As the rainy season here in Oregon begins in earnest, driving conditions deteriorate. Rain reduces visibility and tire traction. The Oregon Department of Transportation provides the following tips on driving safely in the rain:
- Check your windshield wipers. Have you been meaning to replace those wiper blades? Now is the time. While you’re at it, make sure your defroster is working well.
- Turn on your headlights any time your wipers are on.
- Allow for more travel time. You know traffic is likely to be moving slower when the roads are wet – just plan for it. It’s also possible that your route may be flooded or jammed. Whatever the case, rushing increases your risk of an auto accident.
- Minimize distractions. This is particularly important when visibility is low. Put your phone away, and turn off or turn down the radio.
- Slow down. Be ready for sudden stops that are more likely in wet weather – disabled cars, debris and less-visible pedestrians.

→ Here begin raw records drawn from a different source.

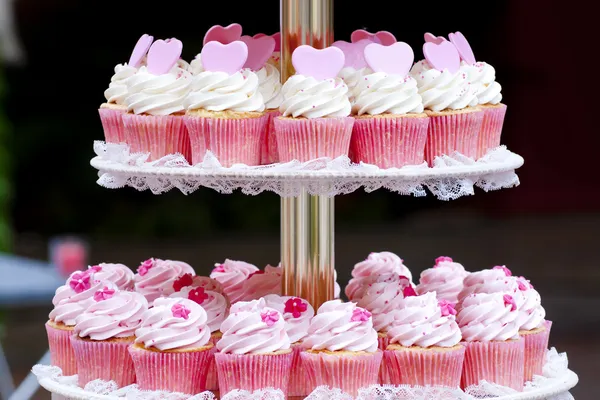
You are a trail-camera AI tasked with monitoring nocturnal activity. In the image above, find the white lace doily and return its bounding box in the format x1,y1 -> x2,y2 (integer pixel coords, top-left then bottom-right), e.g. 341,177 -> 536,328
91,141 -> 524,200
32,348 -> 578,400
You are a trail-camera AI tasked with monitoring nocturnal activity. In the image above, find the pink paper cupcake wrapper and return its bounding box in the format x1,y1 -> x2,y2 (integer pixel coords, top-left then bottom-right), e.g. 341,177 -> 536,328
71,335 -> 135,387
123,113 -> 191,161
184,115 -> 268,167
98,108 -> 127,143
275,117 -> 354,162
300,350 -> 383,396
46,323 -> 77,376
461,339 -> 525,391
350,117 -> 429,168
522,321 -> 552,382
425,110 -> 483,166
215,352 -> 293,396
477,104 -> 506,158
129,346 -> 214,395
383,346 -> 465,388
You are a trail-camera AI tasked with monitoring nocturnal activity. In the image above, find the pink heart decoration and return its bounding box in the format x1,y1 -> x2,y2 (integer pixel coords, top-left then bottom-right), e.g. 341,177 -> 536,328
350,29 -> 396,46
448,32 -> 477,65
240,36 -> 275,71
425,32 -> 446,44
127,33 -> 154,68
202,24 -> 242,44
202,40 -> 248,75
423,41 -> 460,73
292,45 -> 344,80
148,39 -> 183,75
365,42 -> 415,77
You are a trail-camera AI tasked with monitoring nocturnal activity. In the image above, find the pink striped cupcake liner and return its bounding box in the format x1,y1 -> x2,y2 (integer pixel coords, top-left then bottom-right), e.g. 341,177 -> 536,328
123,113 -> 191,161
477,104 -> 506,158
129,345 -> 214,395
46,322 -> 77,376
350,114 -> 429,168
184,115 -> 268,167
275,117 -> 354,162
71,335 -> 135,387
461,338 -> 525,391
425,108 -> 484,166
300,350 -> 383,396
383,345 -> 465,387
215,350 -> 294,396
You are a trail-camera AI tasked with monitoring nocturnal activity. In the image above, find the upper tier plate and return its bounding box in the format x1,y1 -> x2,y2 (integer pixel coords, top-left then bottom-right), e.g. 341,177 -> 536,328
91,142 -> 524,200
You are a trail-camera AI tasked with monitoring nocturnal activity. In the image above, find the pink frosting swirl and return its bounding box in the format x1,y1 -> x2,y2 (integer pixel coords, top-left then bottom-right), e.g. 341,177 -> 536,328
217,299 -> 290,354
73,286 -> 148,340
303,300 -> 378,353
417,257 -> 469,304
134,258 -> 196,304
169,286 -> 229,332
210,259 -> 259,304
135,298 -> 210,351
89,263 -> 134,290
264,294 -> 315,343
388,292 -> 462,347
456,292 -> 519,342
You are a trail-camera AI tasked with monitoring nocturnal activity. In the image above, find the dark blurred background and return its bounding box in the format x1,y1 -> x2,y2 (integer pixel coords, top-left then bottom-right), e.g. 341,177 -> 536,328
0,0 -> 600,399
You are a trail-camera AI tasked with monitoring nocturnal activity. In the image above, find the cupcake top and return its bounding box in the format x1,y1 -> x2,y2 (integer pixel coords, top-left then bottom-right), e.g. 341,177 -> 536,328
210,259 -> 259,304
169,286 -> 229,332
73,286 -> 148,340
49,269 -> 117,326
417,257 -> 469,304
303,300 -> 378,353
217,299 -> 290,354
456,292 -> 519,342
264,294 -> 315,343
89,263 -> 134,290
388,292 -> 462,347
134,258 -> 196,304
135,298 -> 210,351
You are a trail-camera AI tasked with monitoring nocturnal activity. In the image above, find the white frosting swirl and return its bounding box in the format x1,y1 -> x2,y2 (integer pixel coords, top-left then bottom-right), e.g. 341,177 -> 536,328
184,69 -> 265,112
352,72 -> 423,115
279,75 -> 352,118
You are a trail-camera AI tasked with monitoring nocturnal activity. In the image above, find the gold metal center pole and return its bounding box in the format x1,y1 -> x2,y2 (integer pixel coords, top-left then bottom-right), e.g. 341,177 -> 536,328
281,0 -> 335,310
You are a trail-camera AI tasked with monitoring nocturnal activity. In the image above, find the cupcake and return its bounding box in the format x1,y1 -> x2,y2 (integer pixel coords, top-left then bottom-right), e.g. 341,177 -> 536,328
129,298 -> 214,395
215,299 -> 293,397
123,39 -> 192,161
345,251 -> 412,301
98,34 -> 154,143
300,300 -> 382,396
184,41 -> 266,167
517,276 -> 552,382
46,269 -> 113,376
383,292 -> 465,388
411,36 -> 484,166
71,286 -> 148,387
264,294 -> 315,398
275,45 -> 354,162
210,259 -> 259,304
456,292 -> 525,391
417,257 -> 469,304
134,258 -> 196,305
350,42 -> 429,168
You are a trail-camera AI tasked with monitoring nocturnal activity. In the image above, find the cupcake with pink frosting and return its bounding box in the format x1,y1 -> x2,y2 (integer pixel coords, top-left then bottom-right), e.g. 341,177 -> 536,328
134,258 -> 196,304
384,292 -> 465,387
300,300 -> 382,396
215,299 -> 293,397
71,286 -> 148,387
417,257 -> 469,304
456,292 -> 525,391
129,298 -> 214,395
264,294 -> 315,398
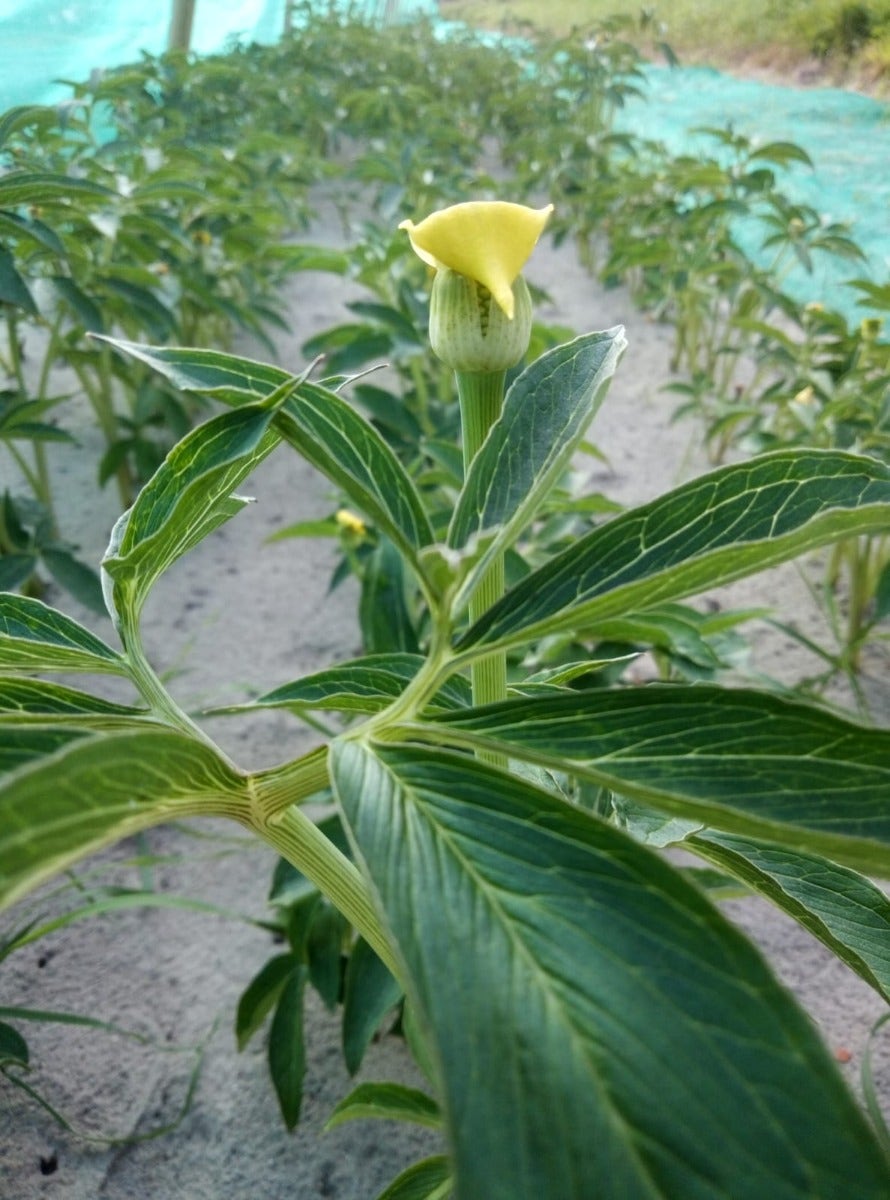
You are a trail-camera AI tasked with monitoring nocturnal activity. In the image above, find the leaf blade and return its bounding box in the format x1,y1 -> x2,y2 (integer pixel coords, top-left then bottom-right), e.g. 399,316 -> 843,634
0,725 -> 249,908
410,684 -> 890,875
457,450 -> 890,649
333,742 -> 890,1200
447,328 -> 626,585
0,592 -> 128,676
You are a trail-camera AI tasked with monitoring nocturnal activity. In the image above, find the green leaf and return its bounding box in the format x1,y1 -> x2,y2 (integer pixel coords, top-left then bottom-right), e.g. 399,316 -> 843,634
0,553 -> 37,593
750,142 -> 813,167
0,246 -> 37,317
276,383 -> 433,563
422,684 -> 890,875
102,405 -> 280,620
211,653 -> 470,714
306,900 -> 349,1010
457,450 -> 890,648
104,338 -> 433,563
359,538 -> 420,654
325,1082 -> 441,1133
377,1154 -> 452,1200
0,592 -> 127,674
41,546 -> 106,613
0,676 -> 151,728
235,954 -> 300,1050
0,170 -> 115,208
684,829 -> 890,1001
447,328 -> 627,595
0,210 -> 65,258
332,740 -> 890,1200
0,1021 -> 28,1067
269,966 -> 307,1129
97,337 -> 293,404
50,275 -> 104,334
343,937 -> 402,1075
0,725 -> 249,907
0,722 -> 89,772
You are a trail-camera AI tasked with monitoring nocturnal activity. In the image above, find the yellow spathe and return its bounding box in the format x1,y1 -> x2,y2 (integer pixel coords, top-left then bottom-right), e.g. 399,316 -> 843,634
398,200 -> 553,320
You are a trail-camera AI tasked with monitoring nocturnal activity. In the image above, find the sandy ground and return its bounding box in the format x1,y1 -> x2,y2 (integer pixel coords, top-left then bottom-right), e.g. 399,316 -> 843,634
0,211 -> 890,1200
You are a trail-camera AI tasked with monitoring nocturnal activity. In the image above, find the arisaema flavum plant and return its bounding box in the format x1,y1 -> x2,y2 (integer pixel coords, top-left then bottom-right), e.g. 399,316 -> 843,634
0,202 -> 890,1200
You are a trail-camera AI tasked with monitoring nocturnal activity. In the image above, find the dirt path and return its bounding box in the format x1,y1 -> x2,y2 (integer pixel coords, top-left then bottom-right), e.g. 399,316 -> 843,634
0,213 -> 890,1200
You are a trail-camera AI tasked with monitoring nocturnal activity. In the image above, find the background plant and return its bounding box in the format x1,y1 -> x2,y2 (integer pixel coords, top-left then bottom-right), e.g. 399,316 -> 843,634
0,314 -> 890,1198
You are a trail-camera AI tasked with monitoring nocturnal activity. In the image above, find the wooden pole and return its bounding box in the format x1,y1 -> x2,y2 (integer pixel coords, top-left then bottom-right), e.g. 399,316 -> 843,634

- Watch out for road slicks. Oil and grease build-up on roads make the first rainfall one of the most dangerous times to drive.
- Avoid big puddles. A pothole may be hiding under the water, and could damage a wheel or knock your suspension out of alignment. If you can’t gauge the depth of the water, or if it’s covering up the side curb, do your best to avoid it.

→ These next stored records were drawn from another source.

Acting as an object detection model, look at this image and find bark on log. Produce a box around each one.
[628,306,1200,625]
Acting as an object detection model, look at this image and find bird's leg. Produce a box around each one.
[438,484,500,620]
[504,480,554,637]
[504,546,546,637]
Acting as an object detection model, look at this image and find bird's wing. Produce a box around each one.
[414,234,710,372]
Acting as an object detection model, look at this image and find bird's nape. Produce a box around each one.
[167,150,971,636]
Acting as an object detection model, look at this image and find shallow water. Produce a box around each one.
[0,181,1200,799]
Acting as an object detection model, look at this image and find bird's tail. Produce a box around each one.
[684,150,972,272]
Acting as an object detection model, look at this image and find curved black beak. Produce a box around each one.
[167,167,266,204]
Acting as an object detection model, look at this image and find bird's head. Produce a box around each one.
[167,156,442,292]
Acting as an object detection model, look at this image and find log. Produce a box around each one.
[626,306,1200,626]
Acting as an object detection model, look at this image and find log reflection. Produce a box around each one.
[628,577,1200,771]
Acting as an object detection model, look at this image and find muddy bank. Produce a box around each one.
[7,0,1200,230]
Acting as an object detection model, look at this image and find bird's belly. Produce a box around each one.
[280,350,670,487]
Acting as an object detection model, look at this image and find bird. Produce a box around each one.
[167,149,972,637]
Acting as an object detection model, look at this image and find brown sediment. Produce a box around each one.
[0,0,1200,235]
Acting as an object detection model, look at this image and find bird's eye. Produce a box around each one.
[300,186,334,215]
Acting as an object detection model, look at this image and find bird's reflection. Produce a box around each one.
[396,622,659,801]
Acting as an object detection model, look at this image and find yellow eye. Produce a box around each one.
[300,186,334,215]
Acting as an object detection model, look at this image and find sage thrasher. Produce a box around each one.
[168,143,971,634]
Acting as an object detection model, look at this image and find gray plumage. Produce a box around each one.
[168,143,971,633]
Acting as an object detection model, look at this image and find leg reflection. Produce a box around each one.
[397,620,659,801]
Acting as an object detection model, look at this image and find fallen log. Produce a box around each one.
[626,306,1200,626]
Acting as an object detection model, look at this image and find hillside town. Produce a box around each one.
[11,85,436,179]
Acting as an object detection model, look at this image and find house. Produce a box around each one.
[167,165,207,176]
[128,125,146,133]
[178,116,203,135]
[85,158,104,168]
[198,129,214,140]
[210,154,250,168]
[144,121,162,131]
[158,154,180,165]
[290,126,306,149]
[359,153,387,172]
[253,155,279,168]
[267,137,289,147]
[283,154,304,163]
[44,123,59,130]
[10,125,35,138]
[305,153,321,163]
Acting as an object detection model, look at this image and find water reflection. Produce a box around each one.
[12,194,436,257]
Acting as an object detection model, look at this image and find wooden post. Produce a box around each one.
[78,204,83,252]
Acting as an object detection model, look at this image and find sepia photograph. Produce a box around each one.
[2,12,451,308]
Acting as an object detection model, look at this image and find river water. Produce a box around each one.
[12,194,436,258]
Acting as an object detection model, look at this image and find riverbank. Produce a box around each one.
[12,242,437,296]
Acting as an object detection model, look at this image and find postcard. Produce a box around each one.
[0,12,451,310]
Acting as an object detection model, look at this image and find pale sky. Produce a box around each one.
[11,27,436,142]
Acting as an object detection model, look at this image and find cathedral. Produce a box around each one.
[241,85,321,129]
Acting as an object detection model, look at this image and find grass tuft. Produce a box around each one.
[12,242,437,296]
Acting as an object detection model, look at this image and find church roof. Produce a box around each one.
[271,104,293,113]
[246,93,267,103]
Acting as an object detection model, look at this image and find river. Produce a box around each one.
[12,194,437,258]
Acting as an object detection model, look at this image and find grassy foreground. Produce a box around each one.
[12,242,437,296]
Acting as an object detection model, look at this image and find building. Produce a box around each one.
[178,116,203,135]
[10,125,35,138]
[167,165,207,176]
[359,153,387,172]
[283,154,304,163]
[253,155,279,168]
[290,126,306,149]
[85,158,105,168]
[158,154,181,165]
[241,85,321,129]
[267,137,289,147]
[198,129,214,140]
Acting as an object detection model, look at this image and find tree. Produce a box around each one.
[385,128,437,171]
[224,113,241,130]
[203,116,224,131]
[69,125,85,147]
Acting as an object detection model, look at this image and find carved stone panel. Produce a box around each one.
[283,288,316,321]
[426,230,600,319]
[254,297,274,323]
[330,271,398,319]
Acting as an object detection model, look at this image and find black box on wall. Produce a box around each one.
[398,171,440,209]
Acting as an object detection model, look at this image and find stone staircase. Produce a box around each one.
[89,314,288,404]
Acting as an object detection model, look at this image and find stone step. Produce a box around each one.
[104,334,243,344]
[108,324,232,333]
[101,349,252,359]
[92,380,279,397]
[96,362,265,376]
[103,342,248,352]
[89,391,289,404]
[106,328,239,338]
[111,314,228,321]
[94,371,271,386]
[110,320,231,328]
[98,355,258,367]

- Keep your distance. Remember that all cars and trucks – especially semi-trucks– need additional stopping time in the rain.
- Turn off your cruise control. Driving in water decreases the amount of control you have over your vehicle.

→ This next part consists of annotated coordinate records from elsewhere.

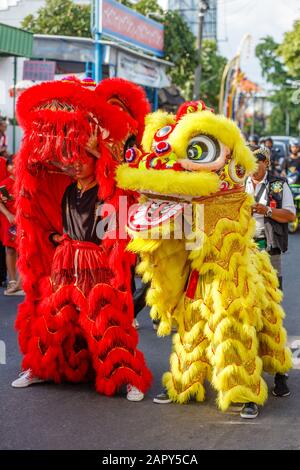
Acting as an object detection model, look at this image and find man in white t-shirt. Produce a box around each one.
[246,147,296,397]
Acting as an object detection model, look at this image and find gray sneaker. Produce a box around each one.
[153,389,172,405]
[240,402,258,419]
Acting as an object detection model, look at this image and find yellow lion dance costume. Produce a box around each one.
[117,102,291,411]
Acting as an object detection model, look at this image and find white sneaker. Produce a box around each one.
[3,281,19,295]
[126,384,144,401]
[11,369,45,388]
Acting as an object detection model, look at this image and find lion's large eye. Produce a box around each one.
[154,126,174,141]
[187,135,221,163]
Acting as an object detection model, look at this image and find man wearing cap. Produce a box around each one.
[281,139,300,184]
[246,147,296,397]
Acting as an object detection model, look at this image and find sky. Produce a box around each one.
[159,0,300,89]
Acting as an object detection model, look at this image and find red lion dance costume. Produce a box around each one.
[16,79,151,395]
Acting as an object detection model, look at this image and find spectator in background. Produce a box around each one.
[0,143,9,287]
[0,116,7,156]
[0,157,23,295]
[281,139,300,184]
[246,147,296,397]
[248,134,259,146]
[264,137,281,177]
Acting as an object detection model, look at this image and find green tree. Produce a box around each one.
[278,20,300,79]
[21,0,91,37]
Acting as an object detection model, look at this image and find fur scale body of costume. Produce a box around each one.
[117,102,291,411]
[16,77,151,395]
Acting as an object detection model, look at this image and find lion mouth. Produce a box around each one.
[128,199,184,232]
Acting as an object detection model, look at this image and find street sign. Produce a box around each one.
[23,60,56,82]
[96,0,164,56]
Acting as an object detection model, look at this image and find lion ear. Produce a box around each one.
[95,78,150,142]
[142,111,176,152]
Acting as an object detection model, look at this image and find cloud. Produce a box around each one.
[218,0,300,82]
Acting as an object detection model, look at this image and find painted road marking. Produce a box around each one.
[288,336,300,370]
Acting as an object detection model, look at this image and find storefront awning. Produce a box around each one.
[0,23,33,57]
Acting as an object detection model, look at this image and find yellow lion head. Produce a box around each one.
[117,101,256,200]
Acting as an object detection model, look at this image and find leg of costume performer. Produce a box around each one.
[254,252,292,375]
[23,279,91,383]
[202,266,267,411]
[163,299,210,403]
[80,284,152,395]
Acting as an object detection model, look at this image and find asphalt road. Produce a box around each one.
[0,233,300,450]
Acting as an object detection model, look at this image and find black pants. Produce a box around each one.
[131,268,150,318]
[0,242,6,285]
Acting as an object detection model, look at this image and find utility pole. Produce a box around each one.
[91,0,102,83]
[193,0,209,100]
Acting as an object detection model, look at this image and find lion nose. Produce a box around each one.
[155,140,172,157]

- Watch for hydroplaning conditions. Hydroplaning can occur at speeds as low as 35 mph. Ease off the gas, gently apply the brakes and steer the vehicle straight ahead until you are through the water.
- Total loss of visibility. Pull as far off the pavement as possible, and stop the vehicle. Turn off your lights (so other cars do not think you are still on the roadway), set the emergency brake, and turn on the flashers.
Visit the Oregon Department of Transportation site for more on driving in the rain and other conditions. Remember that nothing you need to accomplish is worth jeopardizing your safety, and the safety of others.